Looks like it. This morning we're collecting:
40490,Powells Creek AQM,2018-05-01 23:05:53,2018-05-01 13:00:00
40484,Powells Creek AQM,2018-05-01 22:55:56,2018-05-01 12:50:00
40478,Powells Creek AQM,2018-05-01 22:45:25,2018-05-01 12:40:00
40472,Powells Creek AQM,2018-05-01 22:35:37,2018-05-01 12:30:00
40466,Powells Creek AQM,2018-05-01 22:25:29,2018-05-01 12:20:00
40460,Powells Creek AQM,2018-05-01 22:15:46,2018-05-01 12:10:00
40454,Powells Creek AQM,2018-05-01 22:05:30,2018-05-01 12:00:00
40448,Powells Creek AQM,2018-05-01 21:55:29,2018-05-01 11:50:00
40442,Powells Creek AQM,2018-05-01 21:45:55,2018-05-01 11:40:00
40436,Powells Creek AQM,2018-05-01 21:35:26,2018-05-01 11:30:00
40430,Powells Creek AQM,2018-05-01 21:25:38,2018-05-01 11:20:00
40424,Powells Creek AQM,2018-05-01 21:15:33,2018-05-01 11:10:00
40418,Powells Creek AQM,2018-05-01 21:05:54,2018-05-01 11:00:00
40412,Powells Creek AQM,2018-05-01 20:55:36,2018-05-01 10:50:00
40406,Powells Creek AQM,2018-05-01 20:45:45,2018-05-01 10:40:00
40400,Powells Creek AQM,2018-05-01 20:35:27,2018-05-01 10:30:00
40394,Powells Creek AQM,2018-05-01 20:25:41,2018-05-01 10:20:00
40388,Powells Creek AQM,2018-05-01 20:15:51,2018-05-01 10:10:00
40382,Powells Creek AQM,2018-05-01 20:05:43,2018-05-01 10:00:00
I've been thinking about this lately and I've got a proposal to deal with both the problems this issue describes. I'm not certain they're the right way to go so this is here for discussion at first.

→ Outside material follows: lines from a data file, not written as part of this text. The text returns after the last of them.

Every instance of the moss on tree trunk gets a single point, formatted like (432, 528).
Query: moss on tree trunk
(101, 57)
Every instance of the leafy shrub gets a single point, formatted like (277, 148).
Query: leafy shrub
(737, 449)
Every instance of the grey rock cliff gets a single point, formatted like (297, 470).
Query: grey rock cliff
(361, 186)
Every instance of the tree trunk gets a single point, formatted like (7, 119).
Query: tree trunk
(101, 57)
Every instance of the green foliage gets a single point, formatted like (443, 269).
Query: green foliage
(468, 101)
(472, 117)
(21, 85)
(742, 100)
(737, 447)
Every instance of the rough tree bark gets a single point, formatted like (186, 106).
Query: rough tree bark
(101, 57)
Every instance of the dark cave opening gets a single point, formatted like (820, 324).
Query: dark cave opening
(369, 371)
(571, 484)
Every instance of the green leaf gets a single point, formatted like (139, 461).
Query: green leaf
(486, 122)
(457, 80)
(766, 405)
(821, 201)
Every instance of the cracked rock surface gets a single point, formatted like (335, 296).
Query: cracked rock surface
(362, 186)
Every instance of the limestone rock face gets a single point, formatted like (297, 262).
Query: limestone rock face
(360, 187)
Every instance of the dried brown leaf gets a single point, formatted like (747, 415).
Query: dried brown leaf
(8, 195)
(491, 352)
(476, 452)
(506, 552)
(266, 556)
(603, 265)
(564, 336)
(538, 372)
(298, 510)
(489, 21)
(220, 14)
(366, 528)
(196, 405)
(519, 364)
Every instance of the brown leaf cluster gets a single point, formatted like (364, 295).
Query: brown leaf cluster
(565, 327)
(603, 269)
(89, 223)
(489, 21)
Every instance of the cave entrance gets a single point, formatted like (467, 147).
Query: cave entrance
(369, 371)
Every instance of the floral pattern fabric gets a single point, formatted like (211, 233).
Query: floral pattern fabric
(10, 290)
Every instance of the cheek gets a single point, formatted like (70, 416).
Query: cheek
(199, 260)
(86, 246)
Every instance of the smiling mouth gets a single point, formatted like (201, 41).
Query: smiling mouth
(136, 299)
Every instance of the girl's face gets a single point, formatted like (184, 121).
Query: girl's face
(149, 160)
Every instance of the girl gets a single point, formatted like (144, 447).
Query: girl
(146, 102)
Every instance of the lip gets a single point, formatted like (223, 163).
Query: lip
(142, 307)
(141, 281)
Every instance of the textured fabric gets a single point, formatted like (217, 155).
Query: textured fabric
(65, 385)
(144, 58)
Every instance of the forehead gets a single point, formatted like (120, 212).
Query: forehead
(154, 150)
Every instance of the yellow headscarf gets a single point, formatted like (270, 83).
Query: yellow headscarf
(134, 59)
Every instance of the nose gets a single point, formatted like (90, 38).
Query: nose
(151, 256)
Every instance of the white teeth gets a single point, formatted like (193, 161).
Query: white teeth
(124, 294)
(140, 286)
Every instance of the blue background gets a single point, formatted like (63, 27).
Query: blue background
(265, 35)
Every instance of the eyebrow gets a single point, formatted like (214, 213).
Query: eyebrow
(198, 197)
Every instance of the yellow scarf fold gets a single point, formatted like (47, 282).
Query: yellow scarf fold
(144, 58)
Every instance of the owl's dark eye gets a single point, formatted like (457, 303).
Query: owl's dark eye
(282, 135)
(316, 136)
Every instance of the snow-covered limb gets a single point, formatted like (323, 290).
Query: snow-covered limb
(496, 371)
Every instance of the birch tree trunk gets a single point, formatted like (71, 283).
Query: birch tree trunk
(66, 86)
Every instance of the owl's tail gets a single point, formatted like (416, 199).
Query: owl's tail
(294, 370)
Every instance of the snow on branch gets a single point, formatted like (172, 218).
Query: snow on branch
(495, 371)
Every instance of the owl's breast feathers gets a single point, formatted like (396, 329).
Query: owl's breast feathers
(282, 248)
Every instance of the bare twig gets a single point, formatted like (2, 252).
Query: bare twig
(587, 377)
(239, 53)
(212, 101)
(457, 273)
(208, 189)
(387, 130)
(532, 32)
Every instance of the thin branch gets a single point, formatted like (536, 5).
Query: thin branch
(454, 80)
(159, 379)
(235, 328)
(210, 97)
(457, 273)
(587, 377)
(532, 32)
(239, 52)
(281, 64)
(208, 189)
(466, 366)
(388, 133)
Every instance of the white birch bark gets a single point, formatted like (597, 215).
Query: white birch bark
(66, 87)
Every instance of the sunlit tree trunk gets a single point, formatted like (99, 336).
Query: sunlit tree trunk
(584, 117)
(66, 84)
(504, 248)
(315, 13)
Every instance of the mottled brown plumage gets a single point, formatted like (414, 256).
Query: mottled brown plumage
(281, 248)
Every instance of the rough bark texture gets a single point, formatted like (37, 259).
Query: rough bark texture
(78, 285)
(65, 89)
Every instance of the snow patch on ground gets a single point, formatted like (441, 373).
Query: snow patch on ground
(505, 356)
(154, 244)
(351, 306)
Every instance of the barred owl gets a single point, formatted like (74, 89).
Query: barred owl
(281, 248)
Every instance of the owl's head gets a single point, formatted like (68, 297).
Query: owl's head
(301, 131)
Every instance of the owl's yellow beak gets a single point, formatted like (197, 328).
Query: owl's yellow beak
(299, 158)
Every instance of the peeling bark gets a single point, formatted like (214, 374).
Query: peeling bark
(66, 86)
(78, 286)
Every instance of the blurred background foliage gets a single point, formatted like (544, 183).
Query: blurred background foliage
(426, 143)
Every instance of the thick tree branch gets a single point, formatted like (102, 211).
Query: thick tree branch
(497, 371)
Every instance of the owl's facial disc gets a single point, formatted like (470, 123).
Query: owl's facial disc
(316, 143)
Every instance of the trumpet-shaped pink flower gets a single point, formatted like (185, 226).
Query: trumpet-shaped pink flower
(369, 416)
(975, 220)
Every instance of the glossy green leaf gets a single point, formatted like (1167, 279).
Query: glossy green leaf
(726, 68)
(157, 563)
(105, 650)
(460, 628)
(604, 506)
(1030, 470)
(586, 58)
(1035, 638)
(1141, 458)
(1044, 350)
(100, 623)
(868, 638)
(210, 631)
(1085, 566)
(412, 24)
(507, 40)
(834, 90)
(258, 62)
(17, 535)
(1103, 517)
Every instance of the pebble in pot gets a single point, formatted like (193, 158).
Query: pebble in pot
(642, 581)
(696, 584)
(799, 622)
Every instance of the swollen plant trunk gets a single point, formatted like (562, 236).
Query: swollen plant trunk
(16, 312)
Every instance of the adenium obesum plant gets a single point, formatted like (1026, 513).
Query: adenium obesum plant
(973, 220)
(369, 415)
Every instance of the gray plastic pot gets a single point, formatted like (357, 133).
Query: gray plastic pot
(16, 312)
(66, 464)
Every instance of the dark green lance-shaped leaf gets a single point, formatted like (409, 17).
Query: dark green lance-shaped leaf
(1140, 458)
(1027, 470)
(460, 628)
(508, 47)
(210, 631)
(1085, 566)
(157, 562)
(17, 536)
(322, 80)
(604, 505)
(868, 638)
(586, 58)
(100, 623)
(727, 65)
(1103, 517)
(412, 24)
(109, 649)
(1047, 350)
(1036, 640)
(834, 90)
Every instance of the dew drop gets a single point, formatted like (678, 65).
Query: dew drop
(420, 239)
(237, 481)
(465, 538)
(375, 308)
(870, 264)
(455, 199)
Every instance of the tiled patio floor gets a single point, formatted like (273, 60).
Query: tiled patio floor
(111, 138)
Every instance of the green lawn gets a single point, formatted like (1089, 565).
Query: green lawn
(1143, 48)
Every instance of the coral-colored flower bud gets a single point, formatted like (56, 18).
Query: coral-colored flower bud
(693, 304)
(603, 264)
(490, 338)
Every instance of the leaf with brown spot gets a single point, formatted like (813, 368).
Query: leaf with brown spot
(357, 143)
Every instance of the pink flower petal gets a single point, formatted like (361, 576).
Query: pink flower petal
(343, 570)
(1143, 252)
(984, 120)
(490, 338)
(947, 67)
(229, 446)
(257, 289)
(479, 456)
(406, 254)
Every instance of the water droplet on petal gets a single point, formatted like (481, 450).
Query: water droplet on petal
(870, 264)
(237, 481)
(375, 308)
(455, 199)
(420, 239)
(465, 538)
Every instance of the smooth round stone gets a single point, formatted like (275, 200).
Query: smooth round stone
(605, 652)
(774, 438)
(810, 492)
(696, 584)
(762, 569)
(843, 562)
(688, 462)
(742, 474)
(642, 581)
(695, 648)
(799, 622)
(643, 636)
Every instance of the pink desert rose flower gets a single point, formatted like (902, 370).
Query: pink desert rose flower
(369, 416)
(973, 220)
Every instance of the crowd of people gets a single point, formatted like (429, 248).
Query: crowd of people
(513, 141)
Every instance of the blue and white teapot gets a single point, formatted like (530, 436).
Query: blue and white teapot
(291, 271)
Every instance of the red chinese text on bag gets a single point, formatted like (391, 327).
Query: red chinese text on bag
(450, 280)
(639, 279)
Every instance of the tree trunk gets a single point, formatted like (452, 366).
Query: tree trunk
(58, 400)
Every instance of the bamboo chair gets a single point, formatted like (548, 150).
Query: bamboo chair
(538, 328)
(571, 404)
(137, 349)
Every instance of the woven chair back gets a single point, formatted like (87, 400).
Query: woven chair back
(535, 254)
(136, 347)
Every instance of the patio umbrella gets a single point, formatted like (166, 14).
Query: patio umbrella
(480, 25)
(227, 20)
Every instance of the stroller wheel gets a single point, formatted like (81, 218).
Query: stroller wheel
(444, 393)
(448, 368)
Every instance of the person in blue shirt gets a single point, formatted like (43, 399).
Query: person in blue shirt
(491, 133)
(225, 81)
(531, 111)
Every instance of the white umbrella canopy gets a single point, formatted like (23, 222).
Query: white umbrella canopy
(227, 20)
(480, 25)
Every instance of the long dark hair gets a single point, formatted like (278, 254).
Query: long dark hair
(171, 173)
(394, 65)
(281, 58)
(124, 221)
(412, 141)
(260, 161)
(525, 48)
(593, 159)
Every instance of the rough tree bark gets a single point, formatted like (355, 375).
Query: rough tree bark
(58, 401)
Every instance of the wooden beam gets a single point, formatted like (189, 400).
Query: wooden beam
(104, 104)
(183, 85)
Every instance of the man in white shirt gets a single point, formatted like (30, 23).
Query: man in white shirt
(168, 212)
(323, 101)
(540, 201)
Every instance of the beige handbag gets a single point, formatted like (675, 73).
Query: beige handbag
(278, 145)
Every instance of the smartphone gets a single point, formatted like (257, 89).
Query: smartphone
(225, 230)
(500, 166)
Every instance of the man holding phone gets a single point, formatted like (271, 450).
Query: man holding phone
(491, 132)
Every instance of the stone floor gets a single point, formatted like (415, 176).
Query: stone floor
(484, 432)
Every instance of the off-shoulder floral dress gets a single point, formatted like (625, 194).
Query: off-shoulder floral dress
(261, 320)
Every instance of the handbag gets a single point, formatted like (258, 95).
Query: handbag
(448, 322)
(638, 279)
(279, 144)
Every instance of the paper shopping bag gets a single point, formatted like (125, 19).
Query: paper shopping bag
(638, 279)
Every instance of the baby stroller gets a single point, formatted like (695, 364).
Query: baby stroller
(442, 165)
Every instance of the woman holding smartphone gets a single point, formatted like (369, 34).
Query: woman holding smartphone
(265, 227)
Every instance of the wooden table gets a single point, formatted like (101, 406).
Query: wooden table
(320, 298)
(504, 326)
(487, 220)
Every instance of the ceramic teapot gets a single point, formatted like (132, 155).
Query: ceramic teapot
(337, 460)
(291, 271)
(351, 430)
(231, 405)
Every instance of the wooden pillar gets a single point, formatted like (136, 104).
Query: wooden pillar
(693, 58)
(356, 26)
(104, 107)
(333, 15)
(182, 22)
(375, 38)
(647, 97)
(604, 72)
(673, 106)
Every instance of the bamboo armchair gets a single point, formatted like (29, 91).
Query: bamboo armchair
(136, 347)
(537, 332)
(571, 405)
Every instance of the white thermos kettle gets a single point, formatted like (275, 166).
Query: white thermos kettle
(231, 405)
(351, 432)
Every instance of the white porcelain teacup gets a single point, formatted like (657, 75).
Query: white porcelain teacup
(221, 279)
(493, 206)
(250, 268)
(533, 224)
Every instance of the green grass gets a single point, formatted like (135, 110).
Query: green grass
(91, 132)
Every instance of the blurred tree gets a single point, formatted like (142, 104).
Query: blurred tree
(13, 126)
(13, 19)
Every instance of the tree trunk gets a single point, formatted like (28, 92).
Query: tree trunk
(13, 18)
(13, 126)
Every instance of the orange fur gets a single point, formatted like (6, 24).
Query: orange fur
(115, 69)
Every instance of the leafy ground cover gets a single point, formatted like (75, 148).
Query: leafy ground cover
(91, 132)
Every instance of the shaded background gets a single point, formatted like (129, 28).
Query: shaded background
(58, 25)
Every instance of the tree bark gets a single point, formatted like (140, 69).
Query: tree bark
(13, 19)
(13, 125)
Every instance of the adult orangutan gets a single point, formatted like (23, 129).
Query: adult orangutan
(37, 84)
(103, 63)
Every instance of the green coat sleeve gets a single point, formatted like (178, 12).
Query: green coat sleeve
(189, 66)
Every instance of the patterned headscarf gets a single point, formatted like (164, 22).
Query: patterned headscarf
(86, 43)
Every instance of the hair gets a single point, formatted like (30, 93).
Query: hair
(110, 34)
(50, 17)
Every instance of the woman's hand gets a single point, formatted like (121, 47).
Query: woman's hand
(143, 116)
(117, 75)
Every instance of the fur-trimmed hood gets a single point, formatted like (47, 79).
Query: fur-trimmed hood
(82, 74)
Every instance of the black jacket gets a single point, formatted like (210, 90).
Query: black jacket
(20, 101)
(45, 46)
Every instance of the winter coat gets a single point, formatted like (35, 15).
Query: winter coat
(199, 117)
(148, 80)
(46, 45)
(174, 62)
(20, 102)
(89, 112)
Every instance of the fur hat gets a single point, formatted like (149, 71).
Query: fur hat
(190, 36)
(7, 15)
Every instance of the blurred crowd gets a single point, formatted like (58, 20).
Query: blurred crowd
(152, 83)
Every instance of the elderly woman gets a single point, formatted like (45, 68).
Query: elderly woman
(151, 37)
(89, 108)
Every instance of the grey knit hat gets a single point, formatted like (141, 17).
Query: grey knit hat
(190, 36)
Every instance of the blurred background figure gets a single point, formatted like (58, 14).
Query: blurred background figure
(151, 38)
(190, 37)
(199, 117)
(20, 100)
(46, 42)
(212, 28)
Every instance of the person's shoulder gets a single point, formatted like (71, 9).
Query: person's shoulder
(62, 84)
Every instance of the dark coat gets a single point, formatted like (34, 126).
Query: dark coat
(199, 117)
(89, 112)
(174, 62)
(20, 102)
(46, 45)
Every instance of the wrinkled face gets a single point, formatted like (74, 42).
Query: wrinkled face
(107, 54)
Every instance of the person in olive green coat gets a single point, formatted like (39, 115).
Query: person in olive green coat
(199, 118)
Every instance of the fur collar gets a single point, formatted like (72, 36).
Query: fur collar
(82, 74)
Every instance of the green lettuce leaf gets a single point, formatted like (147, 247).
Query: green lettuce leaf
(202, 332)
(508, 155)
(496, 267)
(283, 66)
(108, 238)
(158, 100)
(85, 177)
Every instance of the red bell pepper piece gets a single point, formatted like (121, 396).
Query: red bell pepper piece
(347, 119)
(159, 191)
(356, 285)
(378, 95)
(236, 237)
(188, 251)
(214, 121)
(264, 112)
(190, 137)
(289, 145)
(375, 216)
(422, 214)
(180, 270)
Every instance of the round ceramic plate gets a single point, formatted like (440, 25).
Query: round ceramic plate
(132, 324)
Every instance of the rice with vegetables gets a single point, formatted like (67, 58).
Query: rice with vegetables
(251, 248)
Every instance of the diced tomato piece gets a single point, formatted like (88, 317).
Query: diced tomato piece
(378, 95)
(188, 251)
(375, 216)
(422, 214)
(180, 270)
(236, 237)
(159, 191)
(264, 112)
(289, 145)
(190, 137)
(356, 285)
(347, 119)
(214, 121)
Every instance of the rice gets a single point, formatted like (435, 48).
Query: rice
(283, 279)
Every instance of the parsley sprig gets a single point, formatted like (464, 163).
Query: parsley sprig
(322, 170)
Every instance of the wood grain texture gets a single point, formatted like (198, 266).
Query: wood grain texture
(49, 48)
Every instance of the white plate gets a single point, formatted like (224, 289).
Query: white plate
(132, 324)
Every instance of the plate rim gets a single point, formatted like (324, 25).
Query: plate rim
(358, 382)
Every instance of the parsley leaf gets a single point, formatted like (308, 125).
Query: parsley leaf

An option for duplicate readings would be to not save them, i.e. do something like Rails' #find_or_create_by
on all of the measurement and last_reading_recorded_at values. It's not really useful for us to keep recording the same reading over and over, is it?
For missing readings we could increase the scraping frequency to every 5 minutes. This should mean we'll never miss a reading but would require some handing of duplicates (such as the proposal above). This is even more feasible now that we're scraping JSON files instead of using PhantomJS as the scraper is now almost 10 times quicker (less than 2 seconds versus about 12 seconds before).
In answering #24 I noticed that each hour has a duplicate scraped reading on the hour and is missing the reading at 50 minutes past the hour.